I have a hatchet, Maglite flashlight and fire extinguisher all mounted with Quickfist mounts. Never once did I take the Rago panels off. I’m 6’0”, weigh 275 and have gorilla hands. Surely the majority of people out there have smaller hands and could have done the same. /shrug

In addition, I used blue Loctite on the spacer bolt that screws into the spacer on the vehicle side because why would I ever want that to move? Consequently no issue with stripping.

1 year ago
Reply to  Brenan Greene

So, I’m “thinking out loud” here. Could a person drill all the way through the Rago mount and use a long bolt similar to the Finn Fab one? Instead of using the studs?

1 year ago
Reply to  Brenan Greene

I’m retired. Not on anyone’s payroll. Just pointing out your mounting stuff does not require removal, as did Tom above.

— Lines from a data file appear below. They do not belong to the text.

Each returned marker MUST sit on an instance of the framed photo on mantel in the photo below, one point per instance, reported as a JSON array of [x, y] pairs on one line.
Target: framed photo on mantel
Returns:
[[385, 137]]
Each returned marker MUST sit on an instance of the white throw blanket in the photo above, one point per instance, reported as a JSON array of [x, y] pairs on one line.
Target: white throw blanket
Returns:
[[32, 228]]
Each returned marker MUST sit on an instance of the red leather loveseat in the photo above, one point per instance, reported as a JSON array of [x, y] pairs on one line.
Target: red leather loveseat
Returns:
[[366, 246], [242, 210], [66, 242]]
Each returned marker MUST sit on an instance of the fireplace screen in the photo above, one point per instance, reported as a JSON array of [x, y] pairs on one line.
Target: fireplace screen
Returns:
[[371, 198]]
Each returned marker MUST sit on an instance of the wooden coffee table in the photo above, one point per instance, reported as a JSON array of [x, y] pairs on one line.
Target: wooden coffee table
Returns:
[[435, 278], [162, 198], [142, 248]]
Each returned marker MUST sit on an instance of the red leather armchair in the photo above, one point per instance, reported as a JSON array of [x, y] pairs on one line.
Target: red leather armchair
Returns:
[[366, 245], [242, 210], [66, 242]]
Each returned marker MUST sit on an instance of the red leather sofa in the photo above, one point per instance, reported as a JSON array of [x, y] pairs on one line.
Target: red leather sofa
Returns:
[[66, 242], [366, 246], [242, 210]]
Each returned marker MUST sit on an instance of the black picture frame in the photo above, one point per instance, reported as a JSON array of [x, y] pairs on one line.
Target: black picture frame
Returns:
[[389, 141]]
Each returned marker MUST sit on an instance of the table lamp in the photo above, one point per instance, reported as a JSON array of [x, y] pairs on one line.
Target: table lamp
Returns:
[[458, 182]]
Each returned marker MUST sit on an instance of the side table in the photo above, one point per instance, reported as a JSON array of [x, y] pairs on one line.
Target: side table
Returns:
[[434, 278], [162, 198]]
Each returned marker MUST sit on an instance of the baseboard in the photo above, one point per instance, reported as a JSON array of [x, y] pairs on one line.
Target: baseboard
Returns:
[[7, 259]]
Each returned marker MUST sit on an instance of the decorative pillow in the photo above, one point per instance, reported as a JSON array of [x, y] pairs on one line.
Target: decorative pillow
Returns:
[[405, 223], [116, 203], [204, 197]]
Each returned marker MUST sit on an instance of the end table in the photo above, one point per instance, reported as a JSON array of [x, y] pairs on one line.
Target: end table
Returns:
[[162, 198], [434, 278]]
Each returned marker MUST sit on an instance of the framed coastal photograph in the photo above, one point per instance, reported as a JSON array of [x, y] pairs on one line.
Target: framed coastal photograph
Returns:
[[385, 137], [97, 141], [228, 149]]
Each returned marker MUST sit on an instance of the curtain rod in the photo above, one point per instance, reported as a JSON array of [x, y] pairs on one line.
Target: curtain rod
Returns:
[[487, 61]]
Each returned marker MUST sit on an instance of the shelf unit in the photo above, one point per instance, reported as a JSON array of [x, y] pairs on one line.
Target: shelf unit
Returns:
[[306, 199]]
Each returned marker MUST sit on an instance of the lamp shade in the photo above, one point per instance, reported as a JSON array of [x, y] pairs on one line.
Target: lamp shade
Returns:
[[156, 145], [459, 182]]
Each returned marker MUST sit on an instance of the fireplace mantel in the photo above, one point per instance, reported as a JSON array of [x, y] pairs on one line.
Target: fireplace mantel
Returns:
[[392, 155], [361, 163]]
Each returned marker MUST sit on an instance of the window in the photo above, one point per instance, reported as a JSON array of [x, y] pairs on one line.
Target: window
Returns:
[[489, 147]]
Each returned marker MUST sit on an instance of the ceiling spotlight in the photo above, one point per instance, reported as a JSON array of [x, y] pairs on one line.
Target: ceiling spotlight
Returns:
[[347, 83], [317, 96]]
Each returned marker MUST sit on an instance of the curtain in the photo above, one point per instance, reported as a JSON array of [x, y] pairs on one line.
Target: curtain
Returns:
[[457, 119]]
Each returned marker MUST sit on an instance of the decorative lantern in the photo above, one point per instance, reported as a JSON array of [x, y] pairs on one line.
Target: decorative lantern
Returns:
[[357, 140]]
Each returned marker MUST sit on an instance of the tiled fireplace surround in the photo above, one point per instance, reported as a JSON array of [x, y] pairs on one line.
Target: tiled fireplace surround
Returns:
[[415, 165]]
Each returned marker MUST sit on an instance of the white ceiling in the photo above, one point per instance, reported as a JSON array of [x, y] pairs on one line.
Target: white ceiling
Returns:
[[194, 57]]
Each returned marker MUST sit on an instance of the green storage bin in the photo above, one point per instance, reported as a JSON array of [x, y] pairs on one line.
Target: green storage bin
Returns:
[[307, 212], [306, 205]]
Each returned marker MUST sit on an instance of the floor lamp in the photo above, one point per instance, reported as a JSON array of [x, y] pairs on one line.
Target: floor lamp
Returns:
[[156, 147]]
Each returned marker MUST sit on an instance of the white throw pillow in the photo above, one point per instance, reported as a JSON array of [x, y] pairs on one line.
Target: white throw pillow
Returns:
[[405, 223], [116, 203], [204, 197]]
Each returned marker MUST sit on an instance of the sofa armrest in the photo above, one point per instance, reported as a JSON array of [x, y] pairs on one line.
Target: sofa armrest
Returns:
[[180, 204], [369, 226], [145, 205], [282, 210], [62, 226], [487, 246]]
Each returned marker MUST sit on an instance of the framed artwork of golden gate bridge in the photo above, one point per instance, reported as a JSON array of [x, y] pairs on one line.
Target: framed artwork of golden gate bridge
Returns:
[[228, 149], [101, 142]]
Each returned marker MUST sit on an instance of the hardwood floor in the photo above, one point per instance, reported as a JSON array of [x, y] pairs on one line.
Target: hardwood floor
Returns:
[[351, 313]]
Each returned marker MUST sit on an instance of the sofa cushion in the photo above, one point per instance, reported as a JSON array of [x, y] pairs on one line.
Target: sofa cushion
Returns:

Rago updated their design a while ago to have a rock light mount at the top, not what you did. Go look at their YouTube channel. There are tons of people that have done cargo area light mods and Rago provides a great place to mount lights. It’s worth calling out if you want to provide a balanced review. Far better than punching holes in roof lining, rear hatches, etc.

1 year ago

I switched my Rago panels out for these a while ago.. pretty much as soon as Finn Fab and YotaMafia released them, I jumped on them. The added 12v port in the back for charging both of my power stations was huge for me and my wife. Also the ability to monitor my battery anytime with the flip of the blue sea switch is pretty impressive, especially if I am running anything off my battery while the 4Runner is off. So glad I installed these. The rivet nuts are cool too but if you don’t have the special tool from Amazon for like $80, they can be a PITA to install. Yeah, the DIY tool is just nuts and bolts but its a process. After they are all on (I did every other one), its great but its a process getting there. Much better than the rago panel though, I agree with you there.